The Vertigo influence is all over this one, as identity and desire get endlessly confused. But where Vertigo is about one man’s obsession with someone who may or may not be the object of his desire, M/M sees the object of desire fold into the obsessor. The melding of two people into one single image is something that an explicitly same-sex identity thriller can confront – if Vertigo’s doppelganger is exterior, M/M’s is interior. The desire to want what you can’t have is exacerbated by the brutalist alienation of Berlin’s urban space and modern tech – all harsh lines and the blue glare of LCD screens at night, with precious little time or space to actually talk to our fellow human beings. Something like four lines of dialogue are spoken through the film, with much of it thriving in the smouldering looks of its stars and Lint’s neon-drenched vision of Berlin. Gay desire here is purely sexual, with the urban space around the characters driving a wedge between them, emotional connection becoming impossible.

Sequin in a Blue Room - Sequin (Conor Leach) gazes off-camera whilst inside a blue room.

Where M/M touches on the distancing aspects of social media, Sequin in a Blue Room, directed by Samuel Van Grinsven, makes it the very core of its story. 16-year-old Sequin (Conor Leach) poses as an 18-year-old on a Grindr-like app, hooking up with anonymous older men and immediately blocking them after their encounters, disappearing into the night. That is until two events disturb Sequin’s equilibrium of instant gratification – the first is an older man who develops an unhealthy obsession with Sequin, the second is the presence of a mysterious figure whom Sequin hooks up with at an anonymous sex party (at the eponymous blue room), leading himself down his own path of sexual obsession. 

The interconnectivity between desire and obsession is a tricky, thorny subject that a lot of films get grossly wrong, but it is not desire itself (gay or otherwise) that is the progenitor of stalkerish behaviour here. Rather it’s the societal culture we build around desire – the dopamine rush of social media’s instant gratification and its aimless lure, the way that anonymity allows us to build fantasies without having to engage with their realities. I once heard social media described as “opening the fridge when you’re not hungry” – truer words never spoken – and the film is an object lesson in the internet’s ability to hook us and allow us to give in to our worst impulses. Conor Leach in the title role is a revelation – a feline, sensual star, with knife-sharp cheekbones, he looks like a ginger Alain Delon, and there’s something of Delon’s placidness and stillness in him – an adolescent caught in a snapshot of burgeoning adulthood.

In this small coterie of films there is a notion that desire is more complex than primal lust. Across these films, desire is a smorgasbord of cultural and social influences, feeding into itself and informing how we respond sexually. In and of itself, desire is a neutral feeling – what adorns it with malice is the structure around us. Whether it’s the presence of the police and the inherent suggestion of criminality that comes with a police presence, whether it’s the way that cities can feel like they’re designed to push us apart, or whether it’s the way social media has edged itself into the part of our brains that feels most rewarded by the instant rush of a ‘like’, desire is not a simple one-way street. 

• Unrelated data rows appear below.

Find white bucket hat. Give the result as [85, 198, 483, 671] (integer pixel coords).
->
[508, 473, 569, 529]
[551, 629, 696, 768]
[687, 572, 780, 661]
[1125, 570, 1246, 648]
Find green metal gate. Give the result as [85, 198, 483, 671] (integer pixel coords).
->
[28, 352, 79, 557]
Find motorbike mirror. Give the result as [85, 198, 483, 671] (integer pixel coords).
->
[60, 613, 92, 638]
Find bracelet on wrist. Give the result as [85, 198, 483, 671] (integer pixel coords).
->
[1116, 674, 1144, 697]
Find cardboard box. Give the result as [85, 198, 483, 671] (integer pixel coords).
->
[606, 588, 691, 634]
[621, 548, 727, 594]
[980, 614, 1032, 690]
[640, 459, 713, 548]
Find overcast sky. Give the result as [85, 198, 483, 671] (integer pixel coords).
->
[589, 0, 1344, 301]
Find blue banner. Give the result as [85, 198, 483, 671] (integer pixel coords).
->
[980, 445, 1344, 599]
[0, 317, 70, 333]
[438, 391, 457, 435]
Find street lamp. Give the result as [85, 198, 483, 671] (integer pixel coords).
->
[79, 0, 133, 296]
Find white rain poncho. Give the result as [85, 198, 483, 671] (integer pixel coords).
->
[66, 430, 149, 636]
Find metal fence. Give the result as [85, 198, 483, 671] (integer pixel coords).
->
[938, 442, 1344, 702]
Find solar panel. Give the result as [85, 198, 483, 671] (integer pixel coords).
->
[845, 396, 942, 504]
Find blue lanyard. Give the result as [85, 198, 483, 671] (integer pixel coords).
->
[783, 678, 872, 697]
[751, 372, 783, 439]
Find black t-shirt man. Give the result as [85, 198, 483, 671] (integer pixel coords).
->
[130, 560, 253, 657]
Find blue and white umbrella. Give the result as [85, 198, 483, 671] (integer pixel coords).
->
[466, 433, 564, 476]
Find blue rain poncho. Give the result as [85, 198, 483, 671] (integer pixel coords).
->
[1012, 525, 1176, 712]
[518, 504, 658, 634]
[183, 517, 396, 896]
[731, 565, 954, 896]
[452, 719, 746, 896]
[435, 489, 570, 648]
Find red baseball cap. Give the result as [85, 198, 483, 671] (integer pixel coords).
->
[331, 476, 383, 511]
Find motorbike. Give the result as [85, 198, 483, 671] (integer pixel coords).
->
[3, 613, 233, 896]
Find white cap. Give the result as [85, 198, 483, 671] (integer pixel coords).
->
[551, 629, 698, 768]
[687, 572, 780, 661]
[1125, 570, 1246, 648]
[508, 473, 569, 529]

The fact that an increasing amount of gay cinema is increasingly willing to take on genre tropes to tell more varied stories than just ones of forbidden lust is a sign of a culture more willing to engage with the notion of gay desire. The films mentioned above are all focused around male-male desires, and you can easily argue that there is an equivalent lack of genre films apparent in the other acronyms which form the LGBT+ banner (although the success of Killing Eve and The Handmaiden does suggest that change is afoot). As non-heteronormative desires break through on screen, how will they smash together with the tried-and-tested tropes and worlds of crime cinema?